Control of mitochondrial motility and distribution by the calcium signal: a homeostatic circuit

Abstract

Mitochondria are dynamic organelles in cells. The control of mitochondrial motility by signaling mechanisms and the significance of rapid changes in motility remains elusive. In cardiac myoblasts, mitochondria were observed close to the microtubular array and displayed both short- and long-range movements along microtubules. By clamping cytoplasmic [Ca2+] ([Ca2+]c) at various levels, mitochondrial motility was found to be regulated by Ca2+ in the physiological range.

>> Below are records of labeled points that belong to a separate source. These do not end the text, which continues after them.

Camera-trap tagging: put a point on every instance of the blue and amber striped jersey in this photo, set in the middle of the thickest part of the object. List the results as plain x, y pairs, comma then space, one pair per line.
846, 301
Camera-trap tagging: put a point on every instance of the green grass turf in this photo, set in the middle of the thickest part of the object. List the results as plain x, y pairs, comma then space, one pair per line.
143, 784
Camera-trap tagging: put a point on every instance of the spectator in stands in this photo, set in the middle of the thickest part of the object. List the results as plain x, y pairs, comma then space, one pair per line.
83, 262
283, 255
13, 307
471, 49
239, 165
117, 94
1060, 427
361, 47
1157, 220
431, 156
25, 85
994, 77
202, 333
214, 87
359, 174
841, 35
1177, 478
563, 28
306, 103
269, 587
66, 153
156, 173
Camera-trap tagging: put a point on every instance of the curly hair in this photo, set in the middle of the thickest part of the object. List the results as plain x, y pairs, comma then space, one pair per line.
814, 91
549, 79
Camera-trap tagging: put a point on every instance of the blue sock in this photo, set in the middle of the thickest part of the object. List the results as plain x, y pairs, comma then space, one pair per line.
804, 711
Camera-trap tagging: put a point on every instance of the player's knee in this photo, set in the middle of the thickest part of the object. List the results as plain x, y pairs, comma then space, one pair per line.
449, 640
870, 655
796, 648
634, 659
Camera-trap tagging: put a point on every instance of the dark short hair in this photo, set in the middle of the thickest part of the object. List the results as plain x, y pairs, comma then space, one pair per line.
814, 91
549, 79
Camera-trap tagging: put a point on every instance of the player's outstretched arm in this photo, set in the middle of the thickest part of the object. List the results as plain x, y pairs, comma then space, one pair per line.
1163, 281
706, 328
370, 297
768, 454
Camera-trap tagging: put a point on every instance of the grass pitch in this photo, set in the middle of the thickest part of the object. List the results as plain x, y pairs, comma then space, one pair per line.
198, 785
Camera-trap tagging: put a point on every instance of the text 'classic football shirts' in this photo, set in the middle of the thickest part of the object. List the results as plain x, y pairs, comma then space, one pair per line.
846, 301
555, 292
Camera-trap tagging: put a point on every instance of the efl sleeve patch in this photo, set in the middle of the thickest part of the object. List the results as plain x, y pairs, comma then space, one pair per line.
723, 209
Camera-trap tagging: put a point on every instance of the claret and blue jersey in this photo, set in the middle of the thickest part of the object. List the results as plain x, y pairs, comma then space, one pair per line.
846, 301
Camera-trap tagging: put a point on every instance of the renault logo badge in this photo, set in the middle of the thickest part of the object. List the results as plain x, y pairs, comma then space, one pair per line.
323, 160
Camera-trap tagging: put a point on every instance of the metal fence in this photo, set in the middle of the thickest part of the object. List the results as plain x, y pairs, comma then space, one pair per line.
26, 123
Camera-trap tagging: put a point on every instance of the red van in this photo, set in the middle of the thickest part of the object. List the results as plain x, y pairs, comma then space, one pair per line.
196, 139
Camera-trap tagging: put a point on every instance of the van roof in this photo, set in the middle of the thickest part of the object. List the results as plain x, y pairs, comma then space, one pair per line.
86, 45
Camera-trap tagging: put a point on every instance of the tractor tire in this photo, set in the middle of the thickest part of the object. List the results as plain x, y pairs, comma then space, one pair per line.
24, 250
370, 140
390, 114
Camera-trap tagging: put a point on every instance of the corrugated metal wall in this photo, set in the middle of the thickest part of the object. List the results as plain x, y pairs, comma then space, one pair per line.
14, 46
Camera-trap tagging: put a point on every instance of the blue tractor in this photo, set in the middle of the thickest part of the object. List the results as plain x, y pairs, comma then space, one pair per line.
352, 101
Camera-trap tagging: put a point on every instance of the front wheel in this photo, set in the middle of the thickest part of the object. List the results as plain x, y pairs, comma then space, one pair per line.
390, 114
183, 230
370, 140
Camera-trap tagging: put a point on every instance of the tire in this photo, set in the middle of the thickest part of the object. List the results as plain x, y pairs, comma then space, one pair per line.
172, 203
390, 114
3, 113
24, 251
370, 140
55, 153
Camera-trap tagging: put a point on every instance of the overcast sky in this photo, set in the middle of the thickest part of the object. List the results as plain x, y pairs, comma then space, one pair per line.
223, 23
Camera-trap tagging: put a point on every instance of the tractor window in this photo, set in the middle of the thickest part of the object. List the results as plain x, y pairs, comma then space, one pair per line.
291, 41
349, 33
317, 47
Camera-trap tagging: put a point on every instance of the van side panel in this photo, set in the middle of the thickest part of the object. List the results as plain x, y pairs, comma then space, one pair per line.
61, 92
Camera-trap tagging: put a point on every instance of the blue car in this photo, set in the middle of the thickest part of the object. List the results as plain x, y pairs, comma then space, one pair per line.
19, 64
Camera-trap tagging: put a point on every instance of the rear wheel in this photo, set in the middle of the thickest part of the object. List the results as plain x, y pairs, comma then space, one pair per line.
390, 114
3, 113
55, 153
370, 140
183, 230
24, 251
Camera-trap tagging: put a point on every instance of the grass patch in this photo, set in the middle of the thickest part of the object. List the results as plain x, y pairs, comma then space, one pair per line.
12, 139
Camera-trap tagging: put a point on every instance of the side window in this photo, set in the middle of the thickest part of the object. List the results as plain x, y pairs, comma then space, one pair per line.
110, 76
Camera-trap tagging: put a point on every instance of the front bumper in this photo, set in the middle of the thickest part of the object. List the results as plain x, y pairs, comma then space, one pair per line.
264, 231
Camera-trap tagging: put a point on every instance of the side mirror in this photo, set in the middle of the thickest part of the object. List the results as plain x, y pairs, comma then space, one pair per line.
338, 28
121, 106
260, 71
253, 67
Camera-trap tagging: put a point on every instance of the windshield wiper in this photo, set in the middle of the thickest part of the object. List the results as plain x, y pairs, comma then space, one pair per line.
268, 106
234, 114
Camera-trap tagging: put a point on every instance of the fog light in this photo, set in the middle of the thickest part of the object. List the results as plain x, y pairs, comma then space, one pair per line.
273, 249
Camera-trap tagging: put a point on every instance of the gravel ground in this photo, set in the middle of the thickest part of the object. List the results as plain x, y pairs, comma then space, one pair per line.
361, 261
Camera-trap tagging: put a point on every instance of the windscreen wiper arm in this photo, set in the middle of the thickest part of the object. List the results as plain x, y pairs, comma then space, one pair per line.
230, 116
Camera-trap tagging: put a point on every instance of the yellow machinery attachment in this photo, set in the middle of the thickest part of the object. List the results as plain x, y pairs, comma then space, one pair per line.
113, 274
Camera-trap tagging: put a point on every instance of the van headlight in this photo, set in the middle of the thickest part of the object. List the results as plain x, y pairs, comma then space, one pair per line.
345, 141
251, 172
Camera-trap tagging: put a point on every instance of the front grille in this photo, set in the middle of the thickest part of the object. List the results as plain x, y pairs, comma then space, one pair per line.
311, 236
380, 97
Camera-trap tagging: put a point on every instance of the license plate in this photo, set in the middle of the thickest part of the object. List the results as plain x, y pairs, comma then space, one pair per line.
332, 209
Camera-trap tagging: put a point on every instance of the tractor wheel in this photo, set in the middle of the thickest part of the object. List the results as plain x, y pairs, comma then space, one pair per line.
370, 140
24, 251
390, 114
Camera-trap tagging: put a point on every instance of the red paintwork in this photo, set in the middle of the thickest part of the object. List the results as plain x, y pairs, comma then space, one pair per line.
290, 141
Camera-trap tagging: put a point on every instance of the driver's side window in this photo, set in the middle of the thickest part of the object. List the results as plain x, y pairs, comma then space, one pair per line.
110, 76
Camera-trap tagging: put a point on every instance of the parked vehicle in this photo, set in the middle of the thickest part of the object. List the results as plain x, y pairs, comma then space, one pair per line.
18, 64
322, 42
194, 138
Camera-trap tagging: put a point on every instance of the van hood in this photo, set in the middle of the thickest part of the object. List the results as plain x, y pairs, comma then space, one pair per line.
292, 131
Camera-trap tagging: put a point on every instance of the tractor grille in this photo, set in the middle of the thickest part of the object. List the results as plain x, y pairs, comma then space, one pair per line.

Maximal movement was obtained at resting [Ca2+]c with complete arrest at 1-2 microM. Movement was fully recovered by returning to resting [Ca2+]c, and inhibition could be repeated with no apparent desensitization. The inositol 1,4,5-trisphosphate- or ryanodine receptor-mediated [Ca2+]c signal also induced a decrease in mitochondrial motility. This decrease followed the spatial and temporal pattern of the [Ca2+]c signal. Diminished mitochondrial motility in the region of the [Ca2+]c rise promotes recruitment of mitochondria to enhance local Ca2+ buffering and energy supply. This mechanism may provide a novel homeostatic circuit in calcium signaling.

Figure 1.

Stimulus-induced inhibition of mitochondrial motility. (A) Measurement of mitochondrial movement in H9c2 cells. Green/red overlay of two time-lapse confocal images (Δt = 10 s) of mitoYFP fluorescence in a live cell before (i) and after (iii) stimulation by 100 nM VP. (ii and iv) Processed images showing only the pixels whose values differ by more than a threshold value (+ and −) between the two time points. (v) Graph of the number of pixels that change more than the threshold value for this cell, calculated with consecutive images (Δt = 3.3 s), and normalized as the percentage of loss from the average before stimulation. (vi–x) Two cells stimulated by addition of 10 μM Iono. Graph shown is the mean of the two cells. (B) Simultaneous measurements of mitochondrial motility and [Ca²⁺]_c in an H9c2 cell expressing mitoYFP and loaded with fura2. Top row of images shows both mitoYFP fluorescence (grayscale; i scaled with higher contrast to show the structure of the mitochondria) and at each time point, the sites of mitochondrial movement calculated by subtraction of sequential images (red, positive changes; green, negative changes). Bottom row of images shows fura2 fluorescence measured using excitation of both the Ca²⁺-bound (340 nm, red) and the Ca²⁺-free form (380 nm; green). Thus, [Ca²⁺]_c elevations evoked by addition of VP (81 s) and CaCl₂ (426 s) appear as an increase in the red component. In the histogram, the decrease in mitochondrial motility (calculated as in A) and [Ca²⁺]_c (ratio of the fluorescence of the Ca²⁺ bound and Ca²⁺-free forms of fura2) are plotted in red and black, respectively. The cell was treated sequentially with 100 nM VP, 5 mM EGTA, 10 mM CaCl₂, and 5 mM EGTA. (C) Lack of change in mitochondrial motility in the absence of the VP-induced [Ca²⁺]_c rise. The cell was preincubated with 2 mM EGTA, 2 μM Tg, and 10 μM Iono in Ca²⁺-free ECM to remove extracellular Ca²⁺ and to deplete the intracellular Ca²⁺ stores before stimulation with 100 nM VP. Mitochondrial motility and [Ca²⁺]_c are plotted as in B.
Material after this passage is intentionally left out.